Discounting is traditionally defined as the process of comparing the values of gains and losses that occur at different times. The gains and losses are often - but not always - expressed in terms of money. For example, which would you value more: $100 today, or $200 in 10 years? How about one cookie now, or two cookies in 10 years? To make these decisions, we discount. Discounting is important not just to our own decisions as individuals, but also to the collective decisions we make for policy and other matters. Discounting is especially important for very long-term issues. This includes many major environmental issues such as climate change. Indeed, many debates about how we should respond to climate change have focused on how we should discount. These debates have been particularly prominent in the aftermath of the Stern Review on the economics of climate change. Contributions to discussions of discounting have come from scholars in many fields, including economics, ethics, psychology, law, and environmental stuides, among others.

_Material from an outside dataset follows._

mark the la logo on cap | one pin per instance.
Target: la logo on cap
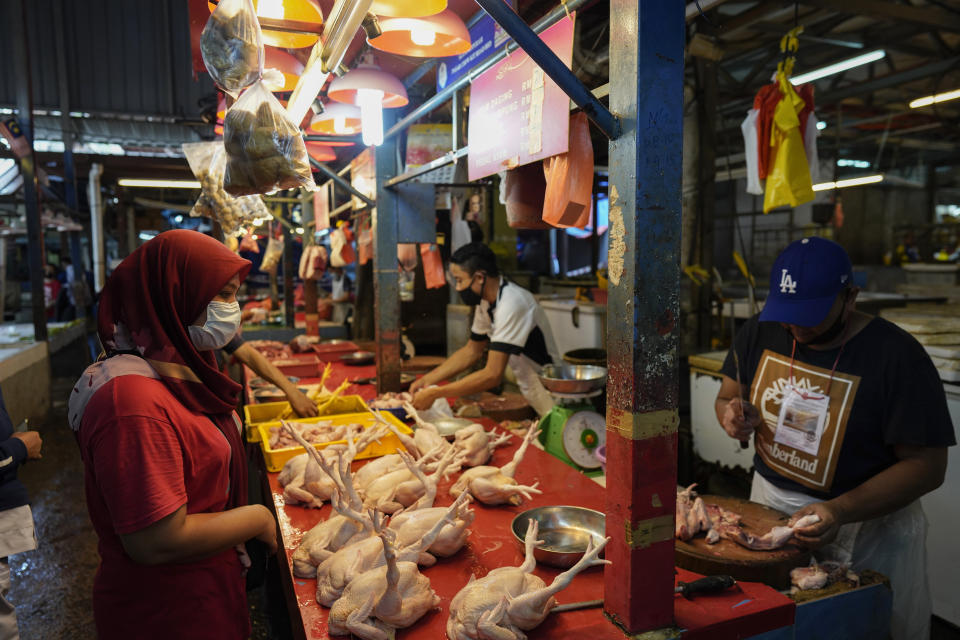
(787, 283)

My Ph.D. research was on discounting. This research covered several aspects of discounting. Some philosophical research explores what exactly discounting is. Some ethics research critiques certain views on discounting and promotes others. Some psychological research examines how people discount. Finally, some applied research uses discounting to analyze climate change and other topics.

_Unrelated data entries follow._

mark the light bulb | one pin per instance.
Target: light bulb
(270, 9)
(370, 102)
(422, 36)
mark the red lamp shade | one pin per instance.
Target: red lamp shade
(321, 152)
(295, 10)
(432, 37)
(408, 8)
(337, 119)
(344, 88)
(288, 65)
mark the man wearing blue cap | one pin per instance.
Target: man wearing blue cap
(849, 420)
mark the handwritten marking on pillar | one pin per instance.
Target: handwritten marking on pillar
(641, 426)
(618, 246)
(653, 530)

A running theme in my discounting research was the concept of spatial discounting. If temporal discounting is the process of comparing the values of gains and losses that occur at different times, then spatial discounting is the process of comparing the values of gains and losses that occur at different places. My Ph.D. dissertation focuses on spatial discounting, as do several related publications.

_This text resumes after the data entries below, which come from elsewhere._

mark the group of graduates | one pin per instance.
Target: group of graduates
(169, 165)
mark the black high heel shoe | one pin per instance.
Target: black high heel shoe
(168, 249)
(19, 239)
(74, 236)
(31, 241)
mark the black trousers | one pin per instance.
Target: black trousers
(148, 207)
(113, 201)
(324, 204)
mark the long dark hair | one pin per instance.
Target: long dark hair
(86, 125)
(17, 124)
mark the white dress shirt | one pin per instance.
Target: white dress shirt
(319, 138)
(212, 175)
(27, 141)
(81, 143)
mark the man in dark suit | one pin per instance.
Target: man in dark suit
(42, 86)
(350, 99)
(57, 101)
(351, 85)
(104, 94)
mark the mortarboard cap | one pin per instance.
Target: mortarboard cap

My main publications on discounting are Discounting Across Space and Time in Climate Change Assessment, "Space-time discounting in climate change adaptation" and "Description, prescription and the choice of discount rates". There are also discussions of discounting in "Intrinsic ethics regarding integrated assessment models for climate management", "Is humanity doomed? Insights from astrobiology", "Cost-benefit analysis of space exploration: Some ethical considerations", "The 'Hidden' Social Costs of Forestry Offsets", and "Beyond the Ramsey model for climate change assessments".
For those new to discounting, I recommend "Against the social discount rate" (pdf) by Tyler Cowen and Derek Parfit and "Valuing future life and future lives: A framework for understanding discounting" (pdf) by Shane Frederick.